Databases

Sort-Merge Join

Sort both sides once, then zip them together in a single pass

Sort-merge join joins two tables by sorting both on the join key, then merging them in a single synchronized pass with two cursors — O(n log n + m log m) when sorting dominates, O(n + m) when the inputs already arrive sorted.

  • Sort phaseO(n log n + m log m)
  • Merge phaseO(n + m)
  • Pre-sorted inputsO(n + m)
  • Worst case (skewed key)O(n · m)
  • Join typeEqui-join only
  • Output orderSorted on join key

Interactive visualization

Press play, or step through manually. The visualization is yours to drive — try it before reading on.

Open visualization fullscreen ↗

Watch the 60-second explainer

A condensed visual walkthrough — narrated, captioned, under a minute.

How sort-merge join works

A join answers a simple question — "for each row on the left, which rows on the right share the same key?" — but answering it naively is quadratic. A nested-loop join compares every left row against every right row: 1 million rows joined to 1 million rows is 1012 comparisons. Sort-merge join trades that quadratic scan for a tiny bit of preparation. Once both inputs are sorted on the join key, the matches line up next to each other, and you can find them all in one walk down the two sorted lists.

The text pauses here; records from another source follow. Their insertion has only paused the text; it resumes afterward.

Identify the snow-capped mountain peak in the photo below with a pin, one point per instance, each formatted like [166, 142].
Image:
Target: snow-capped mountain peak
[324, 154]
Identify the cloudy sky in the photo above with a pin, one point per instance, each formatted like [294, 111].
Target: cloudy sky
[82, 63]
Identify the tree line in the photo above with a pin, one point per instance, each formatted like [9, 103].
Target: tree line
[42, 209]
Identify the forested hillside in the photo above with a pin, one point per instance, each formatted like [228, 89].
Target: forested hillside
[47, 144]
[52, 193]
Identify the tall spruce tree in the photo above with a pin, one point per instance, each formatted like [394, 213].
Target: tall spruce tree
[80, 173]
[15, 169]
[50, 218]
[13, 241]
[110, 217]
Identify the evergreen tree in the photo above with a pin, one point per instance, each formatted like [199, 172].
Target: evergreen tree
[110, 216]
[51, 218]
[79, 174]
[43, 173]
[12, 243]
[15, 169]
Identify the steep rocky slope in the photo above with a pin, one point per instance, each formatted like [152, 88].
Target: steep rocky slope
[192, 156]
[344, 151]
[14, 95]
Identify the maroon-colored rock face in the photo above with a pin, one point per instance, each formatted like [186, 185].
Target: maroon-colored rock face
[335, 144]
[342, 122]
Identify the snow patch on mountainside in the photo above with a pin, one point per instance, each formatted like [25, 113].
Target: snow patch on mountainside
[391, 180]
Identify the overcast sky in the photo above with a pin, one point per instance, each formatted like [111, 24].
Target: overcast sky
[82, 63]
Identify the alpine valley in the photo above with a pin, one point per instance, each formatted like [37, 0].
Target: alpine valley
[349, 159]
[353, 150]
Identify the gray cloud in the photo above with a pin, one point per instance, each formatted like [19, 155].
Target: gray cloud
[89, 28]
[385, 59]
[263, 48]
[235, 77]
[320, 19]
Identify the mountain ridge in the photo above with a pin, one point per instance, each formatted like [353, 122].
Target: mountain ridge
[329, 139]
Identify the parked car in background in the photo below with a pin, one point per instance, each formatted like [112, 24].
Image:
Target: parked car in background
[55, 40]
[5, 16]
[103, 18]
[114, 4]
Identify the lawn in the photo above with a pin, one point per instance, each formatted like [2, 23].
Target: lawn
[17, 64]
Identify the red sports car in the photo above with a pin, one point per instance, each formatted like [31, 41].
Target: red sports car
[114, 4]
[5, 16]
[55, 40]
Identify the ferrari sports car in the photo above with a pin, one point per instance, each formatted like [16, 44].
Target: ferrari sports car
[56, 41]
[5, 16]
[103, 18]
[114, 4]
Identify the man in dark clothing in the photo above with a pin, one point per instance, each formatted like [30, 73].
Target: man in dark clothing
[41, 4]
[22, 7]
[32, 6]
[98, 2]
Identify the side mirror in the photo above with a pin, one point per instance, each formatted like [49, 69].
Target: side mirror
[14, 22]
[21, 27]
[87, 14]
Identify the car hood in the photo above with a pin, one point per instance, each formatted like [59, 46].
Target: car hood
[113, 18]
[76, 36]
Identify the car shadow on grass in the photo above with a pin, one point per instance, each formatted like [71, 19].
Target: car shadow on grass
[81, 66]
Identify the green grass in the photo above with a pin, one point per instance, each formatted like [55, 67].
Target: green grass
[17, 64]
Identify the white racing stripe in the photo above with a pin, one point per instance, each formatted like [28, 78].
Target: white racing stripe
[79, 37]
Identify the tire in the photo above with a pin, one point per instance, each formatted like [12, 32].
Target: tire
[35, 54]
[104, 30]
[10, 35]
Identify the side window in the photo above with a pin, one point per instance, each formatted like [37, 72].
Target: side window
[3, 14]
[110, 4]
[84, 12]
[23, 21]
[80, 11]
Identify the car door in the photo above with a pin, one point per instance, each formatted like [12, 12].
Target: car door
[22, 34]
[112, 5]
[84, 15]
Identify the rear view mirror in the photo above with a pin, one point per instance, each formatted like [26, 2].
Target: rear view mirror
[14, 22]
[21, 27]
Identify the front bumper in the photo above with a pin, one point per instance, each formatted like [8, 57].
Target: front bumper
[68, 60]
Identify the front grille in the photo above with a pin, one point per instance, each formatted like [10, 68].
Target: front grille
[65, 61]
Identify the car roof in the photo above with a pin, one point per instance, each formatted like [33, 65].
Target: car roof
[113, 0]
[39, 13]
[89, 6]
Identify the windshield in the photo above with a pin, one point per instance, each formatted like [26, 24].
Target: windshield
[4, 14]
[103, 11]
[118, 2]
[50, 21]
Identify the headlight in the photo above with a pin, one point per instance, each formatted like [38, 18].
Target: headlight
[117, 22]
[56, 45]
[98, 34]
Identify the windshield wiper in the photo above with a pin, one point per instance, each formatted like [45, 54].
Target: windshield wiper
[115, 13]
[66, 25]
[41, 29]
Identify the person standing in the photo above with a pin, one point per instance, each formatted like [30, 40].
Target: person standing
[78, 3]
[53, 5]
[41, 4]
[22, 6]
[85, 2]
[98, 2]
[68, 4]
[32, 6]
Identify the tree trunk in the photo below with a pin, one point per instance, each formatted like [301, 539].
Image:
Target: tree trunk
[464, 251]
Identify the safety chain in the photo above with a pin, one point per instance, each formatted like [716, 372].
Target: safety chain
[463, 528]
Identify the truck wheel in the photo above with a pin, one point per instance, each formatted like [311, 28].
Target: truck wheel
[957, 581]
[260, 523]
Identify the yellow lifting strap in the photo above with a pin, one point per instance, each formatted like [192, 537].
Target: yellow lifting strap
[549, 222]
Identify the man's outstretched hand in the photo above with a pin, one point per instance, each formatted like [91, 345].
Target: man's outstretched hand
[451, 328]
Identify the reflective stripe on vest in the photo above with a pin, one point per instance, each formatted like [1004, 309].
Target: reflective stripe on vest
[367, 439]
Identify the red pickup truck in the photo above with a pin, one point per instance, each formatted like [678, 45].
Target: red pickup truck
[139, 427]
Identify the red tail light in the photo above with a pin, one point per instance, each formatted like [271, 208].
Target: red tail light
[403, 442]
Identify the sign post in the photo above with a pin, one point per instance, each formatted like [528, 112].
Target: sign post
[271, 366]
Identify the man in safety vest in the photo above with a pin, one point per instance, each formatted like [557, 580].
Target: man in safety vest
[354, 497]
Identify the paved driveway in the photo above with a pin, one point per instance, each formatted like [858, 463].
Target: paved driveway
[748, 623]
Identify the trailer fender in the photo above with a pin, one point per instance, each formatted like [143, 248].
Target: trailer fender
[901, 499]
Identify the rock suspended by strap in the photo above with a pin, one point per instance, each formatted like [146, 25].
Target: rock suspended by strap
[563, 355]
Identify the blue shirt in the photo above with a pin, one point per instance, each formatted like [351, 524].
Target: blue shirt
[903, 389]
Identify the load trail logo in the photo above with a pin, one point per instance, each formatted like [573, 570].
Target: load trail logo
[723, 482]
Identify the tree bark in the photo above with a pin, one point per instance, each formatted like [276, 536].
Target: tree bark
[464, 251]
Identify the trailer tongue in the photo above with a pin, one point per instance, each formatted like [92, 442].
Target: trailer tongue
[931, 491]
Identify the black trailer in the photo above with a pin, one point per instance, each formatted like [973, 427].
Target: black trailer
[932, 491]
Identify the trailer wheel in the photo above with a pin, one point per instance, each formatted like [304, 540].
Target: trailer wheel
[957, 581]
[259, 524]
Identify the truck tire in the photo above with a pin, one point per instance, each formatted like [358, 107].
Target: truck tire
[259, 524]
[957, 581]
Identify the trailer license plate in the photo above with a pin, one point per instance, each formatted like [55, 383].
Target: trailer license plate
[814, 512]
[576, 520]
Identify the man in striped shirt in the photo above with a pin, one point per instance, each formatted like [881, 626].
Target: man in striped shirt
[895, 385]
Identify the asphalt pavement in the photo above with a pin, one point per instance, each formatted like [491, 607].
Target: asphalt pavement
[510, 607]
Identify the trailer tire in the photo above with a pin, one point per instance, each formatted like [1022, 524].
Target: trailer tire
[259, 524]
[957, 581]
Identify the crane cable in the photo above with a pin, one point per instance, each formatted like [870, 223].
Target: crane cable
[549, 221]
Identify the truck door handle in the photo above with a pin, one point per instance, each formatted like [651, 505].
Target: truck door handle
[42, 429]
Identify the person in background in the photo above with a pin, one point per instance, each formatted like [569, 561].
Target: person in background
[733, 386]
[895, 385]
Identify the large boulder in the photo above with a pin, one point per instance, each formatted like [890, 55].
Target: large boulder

The algorithm has exactly two phases:

  1. Sort. Sort the left input on the join key. Sort the right input on the same key. For large inputs this is an external merge sort — break the data into memory-sized runs, sort each, and merge the runs. If the data already comes pre-sorted (from a B+ tree index, or as the output of a previous operator), this phase is free.
  2. Merge. Place a cursor at the top of each sorted input. Compare the two keys under the cursors. If the left key is smaller, advance the left cursor; if the right key is smaller, advance the right cursor; if they're equal, emit the match and advance carefully (more on that below). Repeat until one input runs out.

The merge pass is the same merge step you already know from merge sort — but instead of interleaving two sorted lists into one, you're pairing up rows with equal keys. It scans each input exactly once, so the merge itself is O(n + m).

The one subtlety is duplicate keys. If key 42 appears three times on the left and twice on the right, the join must emit all 3 × 2 = 6 pairs — a Cartesian product of the two matching groups. You handle this by marking the start of the right group, replaying it for every left row that shares the key, and only moving on once the left key changes.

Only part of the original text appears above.